Truthfully, I will never be auditioning for Master Chef. Or even Mediocre Chef. Even though, in reality every meal here feels like a Master Chef challenge, with my boys being tougher critics than Matt Preston and co. It is quite the challenge trying to feed them.
Master 8 will scoff grilled fish with enthusiasm, one night, exclaiming "Mmmmm! I LOVE fish!" So then, I confidently serve fish again with flourish the following week only to hear: "Yuuuuuck!! I HATE fish!"
This battle started from the day they were born. I sucked at breast feeding. The baby didn't. I felt like a failure. The feeding problems persist to this day.
|Cake made by my Mum for my 40th birthday.Who needs Masterchef, I have my Mum.|
Unfortunately I did not inherit this ability. Sometimes my culinary efforts are fine. Often they aren't. It may have more to do with the fact that I frequently can't be bothered more than anything else. I'm sure I could become reasonably competent in the kitchen if I could somehow summon up the interest and desire to do so.
Somehow when you have three fussy kids and this has to be done everyday it suddenly becomes a massive chore. "Get them involved" say the 'experts' "Get them into the kitchen, cooking with you." Yeah right. It's all very well for the Jamie Oliver's of the world to suggest this, but they obviously don't have a kitchen the size of a postage stamp. Frankly if I put on any more weight, I'll have a hard enough time fitting in there myself let alone getting my kids in there as well.

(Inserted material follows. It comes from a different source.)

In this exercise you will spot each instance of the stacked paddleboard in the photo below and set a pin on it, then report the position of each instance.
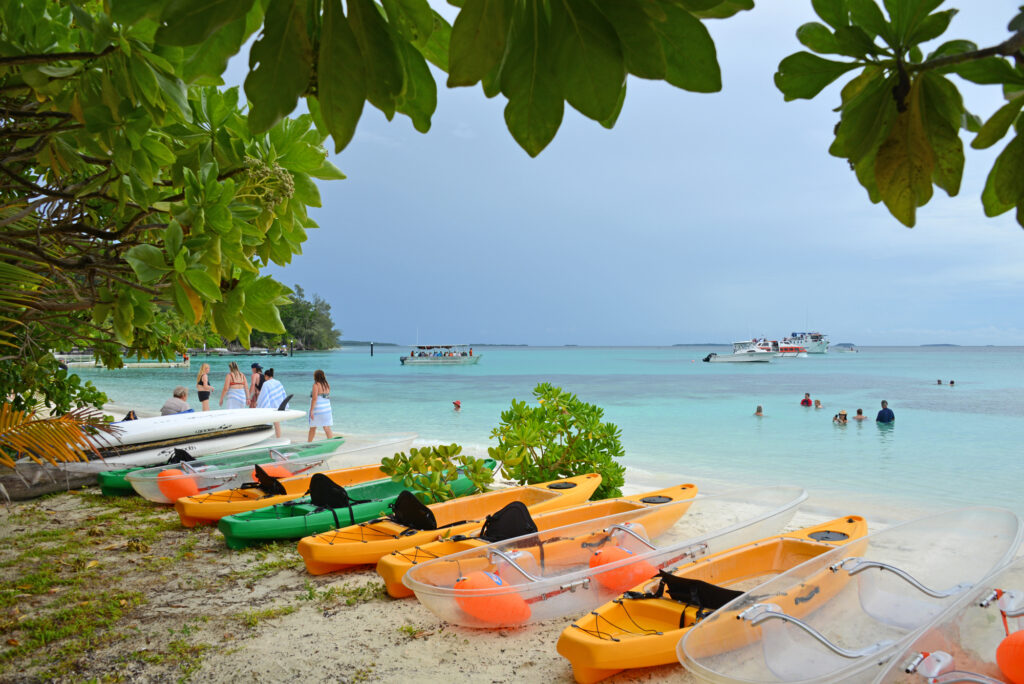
(151, 440)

Besides, they only want to help if we are making something cake like, so they can make a gigantic mess, with flour everywhere, get to lick the bowl then leave me with said gigantic mess to clean up. As well as cakie things which they won't eat because they weren't made by Grandma. I will then proceed to eat all of them, when I really shouldn't.
I also hear all these stories of children who just love vegetables. When I announce I can never get my boys to eat anything green, such as broccoli (I don't think their own snot counts) other parents stare at me open mouthed. "Really?" they say "I just tell them it's little trees and they eat it." So I attempted to convince Master 3 to eat it with this method "Look at the little trees!" I said, with as much enthusiasm as I could muster. Truthfully I don't really get that excited over it either, at least not as excited as I do over chocolate and cakies, but I had to try to convince him.
Master 3 then proceeded to show me exactly what he thought of my pathetic attempts at vegetable consumption coercion by throwing the 'little trees' at me. He also threw the burgers we had last night. When I informed him we were having burgers he reminded me rather scornfully "You get those at McDonald's you know." perhaps also inferring that they might be superior to anything I could cook.
Is it foolish to keep repeatedly trying to make healthy meals for your kids when they are happier with fish fingers and two minute noodles? And I'm happier with a lot less washing up? I think I'll just go with the second option tonight.